Diffusion Blend: Inference-Time Multi-Preference Alignment for Diffusion Models
Min Cheng, Fatemeh Doudi, Dileep Kalathil, Mohammad Ghavamzadeh, Panganamala R. Kumar
TL;DR
Diffusion Blend introduces inference-time multi-preference alignment for diffusion models by blending backward diffusion processes corresponding to basis rewards. Two algorithms, DB-MPA (multi-reward) and DB-KLA (KL-regularization control), leverage a Jensen-gap-based approximation to express the target drift as a linear combination of basis drifts, enabling user-specified $r(w)$ with $\alpha(\lambda)$ at inference without additional fine-tuning. Experimental results on SDv1.5 with multiple rewards show DB-MPA and DB-KLA outperform baselines and closely approach MORL oracle performance, while offering smooth, real-time control over outputs. This framework reduces computational cost and enables personalized, policy-driven diffusion generation, with memory overhead as a noted area for future efficiency improvements.
Abstract
Reinforcement learning (RL) algorithms have been used recently to align diffusion models with downstream objectives such as aesthetic quality and text-image consistency by fine-tuning them to maximize a single reward function under a fixed KL regularization. However, this approach is inherently restrictive in practice, where alignment must balance multiple, often conflicting objectives. Moreover, user preferences vary across prompts, individuals, and deployment contexts, with varying tolerances for deviation from a pre-trained base model.
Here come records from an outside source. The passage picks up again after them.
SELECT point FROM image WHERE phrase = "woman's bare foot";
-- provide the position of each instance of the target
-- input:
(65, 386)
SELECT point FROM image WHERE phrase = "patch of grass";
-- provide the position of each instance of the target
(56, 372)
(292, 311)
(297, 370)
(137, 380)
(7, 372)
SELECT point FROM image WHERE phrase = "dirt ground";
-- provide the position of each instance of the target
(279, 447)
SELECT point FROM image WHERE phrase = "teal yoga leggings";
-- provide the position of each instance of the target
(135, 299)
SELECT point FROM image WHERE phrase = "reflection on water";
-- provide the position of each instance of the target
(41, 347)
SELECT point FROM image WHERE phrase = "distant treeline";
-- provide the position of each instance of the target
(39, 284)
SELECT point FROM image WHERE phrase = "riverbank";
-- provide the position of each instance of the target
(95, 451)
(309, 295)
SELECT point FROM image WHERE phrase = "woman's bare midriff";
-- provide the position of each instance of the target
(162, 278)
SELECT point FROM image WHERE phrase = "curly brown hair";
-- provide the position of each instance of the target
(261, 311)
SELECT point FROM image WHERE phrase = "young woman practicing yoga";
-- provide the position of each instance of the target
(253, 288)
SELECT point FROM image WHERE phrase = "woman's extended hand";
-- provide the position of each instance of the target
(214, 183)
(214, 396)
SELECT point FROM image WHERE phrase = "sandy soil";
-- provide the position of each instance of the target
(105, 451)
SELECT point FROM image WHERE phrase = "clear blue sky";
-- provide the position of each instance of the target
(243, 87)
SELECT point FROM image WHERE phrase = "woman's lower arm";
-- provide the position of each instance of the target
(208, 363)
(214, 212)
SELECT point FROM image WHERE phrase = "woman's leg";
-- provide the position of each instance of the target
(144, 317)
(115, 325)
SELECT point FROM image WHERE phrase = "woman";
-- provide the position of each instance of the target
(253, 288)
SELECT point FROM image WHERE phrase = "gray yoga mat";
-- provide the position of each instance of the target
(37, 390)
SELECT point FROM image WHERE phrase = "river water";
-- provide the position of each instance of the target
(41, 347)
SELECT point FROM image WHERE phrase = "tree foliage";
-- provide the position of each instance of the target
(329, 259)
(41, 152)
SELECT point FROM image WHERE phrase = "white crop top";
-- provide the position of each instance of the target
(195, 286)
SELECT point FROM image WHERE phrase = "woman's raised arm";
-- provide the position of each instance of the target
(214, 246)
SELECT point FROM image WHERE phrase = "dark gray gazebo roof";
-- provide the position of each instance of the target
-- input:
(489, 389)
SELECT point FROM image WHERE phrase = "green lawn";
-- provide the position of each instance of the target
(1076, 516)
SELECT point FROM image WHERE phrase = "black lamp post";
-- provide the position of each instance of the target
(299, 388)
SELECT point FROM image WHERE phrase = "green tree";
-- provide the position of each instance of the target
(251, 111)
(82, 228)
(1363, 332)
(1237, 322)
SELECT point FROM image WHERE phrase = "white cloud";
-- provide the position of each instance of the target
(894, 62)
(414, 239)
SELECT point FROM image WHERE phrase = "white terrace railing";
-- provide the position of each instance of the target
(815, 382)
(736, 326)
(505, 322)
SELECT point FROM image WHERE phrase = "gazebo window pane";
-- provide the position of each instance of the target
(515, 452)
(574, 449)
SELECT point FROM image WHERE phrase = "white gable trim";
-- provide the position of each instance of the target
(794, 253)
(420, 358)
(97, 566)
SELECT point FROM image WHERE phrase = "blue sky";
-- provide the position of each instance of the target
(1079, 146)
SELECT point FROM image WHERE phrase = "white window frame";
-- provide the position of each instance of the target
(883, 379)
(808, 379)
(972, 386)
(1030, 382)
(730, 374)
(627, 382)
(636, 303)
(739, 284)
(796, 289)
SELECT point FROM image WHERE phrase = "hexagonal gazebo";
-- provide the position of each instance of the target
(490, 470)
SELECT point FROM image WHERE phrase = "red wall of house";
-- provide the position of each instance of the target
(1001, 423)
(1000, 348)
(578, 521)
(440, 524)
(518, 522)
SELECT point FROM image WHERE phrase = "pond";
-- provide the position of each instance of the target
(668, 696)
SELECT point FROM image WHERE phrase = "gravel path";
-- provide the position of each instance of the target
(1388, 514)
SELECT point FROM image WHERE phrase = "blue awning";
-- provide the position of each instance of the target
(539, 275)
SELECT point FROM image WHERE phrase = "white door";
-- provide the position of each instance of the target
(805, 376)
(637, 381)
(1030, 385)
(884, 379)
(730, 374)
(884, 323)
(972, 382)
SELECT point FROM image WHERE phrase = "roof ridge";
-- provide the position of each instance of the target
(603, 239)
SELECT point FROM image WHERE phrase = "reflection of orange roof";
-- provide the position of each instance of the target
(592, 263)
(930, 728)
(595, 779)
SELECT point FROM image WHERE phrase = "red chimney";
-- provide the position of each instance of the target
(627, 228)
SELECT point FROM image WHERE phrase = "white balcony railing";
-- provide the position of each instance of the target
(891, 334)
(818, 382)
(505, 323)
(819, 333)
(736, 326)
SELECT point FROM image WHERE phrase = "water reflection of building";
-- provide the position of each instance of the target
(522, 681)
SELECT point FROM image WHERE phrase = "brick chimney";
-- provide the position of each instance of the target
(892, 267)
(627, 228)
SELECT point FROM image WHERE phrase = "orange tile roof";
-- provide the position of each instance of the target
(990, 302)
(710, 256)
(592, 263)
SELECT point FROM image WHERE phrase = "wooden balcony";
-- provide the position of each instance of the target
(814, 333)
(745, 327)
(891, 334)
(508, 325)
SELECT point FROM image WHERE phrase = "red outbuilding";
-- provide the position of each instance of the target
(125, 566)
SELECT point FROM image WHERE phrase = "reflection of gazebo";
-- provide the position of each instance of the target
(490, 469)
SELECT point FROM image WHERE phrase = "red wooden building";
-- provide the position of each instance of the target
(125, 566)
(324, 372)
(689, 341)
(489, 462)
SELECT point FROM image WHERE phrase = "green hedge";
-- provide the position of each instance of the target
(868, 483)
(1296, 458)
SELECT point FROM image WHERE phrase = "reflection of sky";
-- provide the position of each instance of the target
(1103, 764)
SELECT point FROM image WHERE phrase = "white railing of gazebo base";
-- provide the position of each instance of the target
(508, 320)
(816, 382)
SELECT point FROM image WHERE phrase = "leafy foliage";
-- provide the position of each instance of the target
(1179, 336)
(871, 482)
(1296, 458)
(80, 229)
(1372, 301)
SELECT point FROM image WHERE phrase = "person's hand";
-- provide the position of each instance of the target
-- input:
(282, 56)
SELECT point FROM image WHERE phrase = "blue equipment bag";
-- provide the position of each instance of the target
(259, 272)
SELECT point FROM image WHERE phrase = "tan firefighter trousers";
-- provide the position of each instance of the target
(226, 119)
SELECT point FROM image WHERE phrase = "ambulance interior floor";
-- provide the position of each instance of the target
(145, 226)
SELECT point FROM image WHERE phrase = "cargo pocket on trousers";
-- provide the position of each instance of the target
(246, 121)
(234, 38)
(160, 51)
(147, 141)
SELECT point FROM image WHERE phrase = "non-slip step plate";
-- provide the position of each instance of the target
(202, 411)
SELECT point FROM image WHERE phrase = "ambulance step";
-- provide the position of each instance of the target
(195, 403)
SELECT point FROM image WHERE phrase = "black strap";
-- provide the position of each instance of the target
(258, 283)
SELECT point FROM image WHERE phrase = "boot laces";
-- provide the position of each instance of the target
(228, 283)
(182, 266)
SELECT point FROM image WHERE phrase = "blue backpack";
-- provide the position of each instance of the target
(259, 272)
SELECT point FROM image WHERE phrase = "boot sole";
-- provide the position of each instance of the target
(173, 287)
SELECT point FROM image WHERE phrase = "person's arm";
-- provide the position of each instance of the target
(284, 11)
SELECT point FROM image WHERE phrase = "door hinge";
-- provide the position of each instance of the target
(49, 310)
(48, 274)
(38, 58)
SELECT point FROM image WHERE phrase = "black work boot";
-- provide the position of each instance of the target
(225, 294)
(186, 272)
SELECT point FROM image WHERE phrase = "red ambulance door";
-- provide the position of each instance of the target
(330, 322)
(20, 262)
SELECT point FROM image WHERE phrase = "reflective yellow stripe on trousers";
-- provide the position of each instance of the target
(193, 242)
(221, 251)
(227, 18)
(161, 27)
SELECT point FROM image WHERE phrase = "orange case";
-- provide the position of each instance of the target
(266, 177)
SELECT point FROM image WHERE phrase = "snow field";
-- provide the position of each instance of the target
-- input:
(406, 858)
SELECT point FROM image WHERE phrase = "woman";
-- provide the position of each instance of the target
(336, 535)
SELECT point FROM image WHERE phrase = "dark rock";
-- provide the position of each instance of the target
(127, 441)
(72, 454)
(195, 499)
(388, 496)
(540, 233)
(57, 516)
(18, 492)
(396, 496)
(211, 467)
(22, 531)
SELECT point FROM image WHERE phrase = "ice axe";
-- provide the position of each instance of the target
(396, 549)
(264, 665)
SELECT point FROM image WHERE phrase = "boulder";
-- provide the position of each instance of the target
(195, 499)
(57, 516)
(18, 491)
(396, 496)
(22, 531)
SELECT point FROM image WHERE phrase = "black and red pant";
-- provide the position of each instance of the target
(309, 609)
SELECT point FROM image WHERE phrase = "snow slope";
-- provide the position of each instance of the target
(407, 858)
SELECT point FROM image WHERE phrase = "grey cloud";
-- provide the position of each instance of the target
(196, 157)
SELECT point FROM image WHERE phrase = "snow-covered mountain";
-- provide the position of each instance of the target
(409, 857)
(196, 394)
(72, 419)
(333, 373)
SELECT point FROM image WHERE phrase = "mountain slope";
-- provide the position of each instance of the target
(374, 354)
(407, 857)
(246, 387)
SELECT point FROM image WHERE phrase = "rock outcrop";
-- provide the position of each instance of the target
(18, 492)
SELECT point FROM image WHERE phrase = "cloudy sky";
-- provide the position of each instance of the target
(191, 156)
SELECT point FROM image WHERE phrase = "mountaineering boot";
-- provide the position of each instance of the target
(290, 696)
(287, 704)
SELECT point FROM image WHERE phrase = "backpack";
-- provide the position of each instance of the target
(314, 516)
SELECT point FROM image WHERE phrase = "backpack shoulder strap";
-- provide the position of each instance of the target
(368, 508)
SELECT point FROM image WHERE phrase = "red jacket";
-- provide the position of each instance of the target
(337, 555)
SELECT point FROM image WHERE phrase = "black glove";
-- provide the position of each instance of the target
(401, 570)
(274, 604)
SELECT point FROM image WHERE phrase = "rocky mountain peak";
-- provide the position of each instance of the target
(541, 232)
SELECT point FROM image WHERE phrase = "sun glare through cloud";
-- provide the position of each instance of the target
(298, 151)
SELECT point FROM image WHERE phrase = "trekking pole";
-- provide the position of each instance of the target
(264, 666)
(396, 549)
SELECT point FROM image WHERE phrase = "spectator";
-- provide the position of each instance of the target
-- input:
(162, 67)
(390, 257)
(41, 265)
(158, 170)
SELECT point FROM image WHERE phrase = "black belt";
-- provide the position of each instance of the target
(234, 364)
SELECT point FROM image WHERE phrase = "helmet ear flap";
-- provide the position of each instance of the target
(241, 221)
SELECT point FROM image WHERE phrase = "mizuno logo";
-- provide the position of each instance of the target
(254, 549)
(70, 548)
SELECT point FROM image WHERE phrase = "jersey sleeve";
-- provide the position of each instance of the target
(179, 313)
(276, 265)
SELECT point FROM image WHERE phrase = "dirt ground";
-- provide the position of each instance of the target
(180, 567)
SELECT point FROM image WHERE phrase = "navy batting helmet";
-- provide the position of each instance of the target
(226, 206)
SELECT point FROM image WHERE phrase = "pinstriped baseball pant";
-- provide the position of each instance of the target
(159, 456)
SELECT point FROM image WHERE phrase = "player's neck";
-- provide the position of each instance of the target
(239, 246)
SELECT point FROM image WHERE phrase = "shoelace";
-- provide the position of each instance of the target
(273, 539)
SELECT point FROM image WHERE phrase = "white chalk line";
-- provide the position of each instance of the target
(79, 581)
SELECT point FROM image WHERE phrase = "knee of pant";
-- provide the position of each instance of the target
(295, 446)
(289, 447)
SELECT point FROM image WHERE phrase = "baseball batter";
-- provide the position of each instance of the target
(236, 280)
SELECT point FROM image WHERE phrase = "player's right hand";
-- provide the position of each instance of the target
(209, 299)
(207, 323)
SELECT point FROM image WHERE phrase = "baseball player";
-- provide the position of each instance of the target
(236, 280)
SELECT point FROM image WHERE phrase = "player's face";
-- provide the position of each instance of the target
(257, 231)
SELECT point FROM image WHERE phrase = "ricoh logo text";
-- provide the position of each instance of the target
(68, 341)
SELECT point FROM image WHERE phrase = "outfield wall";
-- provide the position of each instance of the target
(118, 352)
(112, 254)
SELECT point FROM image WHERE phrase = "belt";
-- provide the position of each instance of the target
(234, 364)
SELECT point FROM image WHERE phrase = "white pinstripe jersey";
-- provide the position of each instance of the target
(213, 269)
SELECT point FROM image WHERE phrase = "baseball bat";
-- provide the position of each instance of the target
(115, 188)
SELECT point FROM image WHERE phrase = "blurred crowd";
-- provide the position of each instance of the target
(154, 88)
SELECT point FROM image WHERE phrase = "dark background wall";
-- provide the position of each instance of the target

We address the problem of inference-time multi-preference alignment: given a set of basis reward functions and a reference KL regularization strength, can we design a fine-tuning procedure so that, at inference time, it can generate images aligned with any user-specified linear combination of rewards and regularization, without requiring additional fine-tuning? We propose Diffusion Blend, a novel approach to solve inference-time multi-preference alignment by blending backward diffusion processes associated with fine-tuned models, and we instantiate this approach with two algorithms: DB-MPA for multi-reward alignment and DB-KLA for KL regularization control. Extensive experiments show that Diffusion Blend algorithms consistently outperform relevant baselines and closely match or exceed the performance of individually fine-tuned models, enabling efficient, user-driven alignment at inference-time. The code is available at https://github.com/bluewoods127/DB-2025}{github.com/bluewoods127/DB-2025.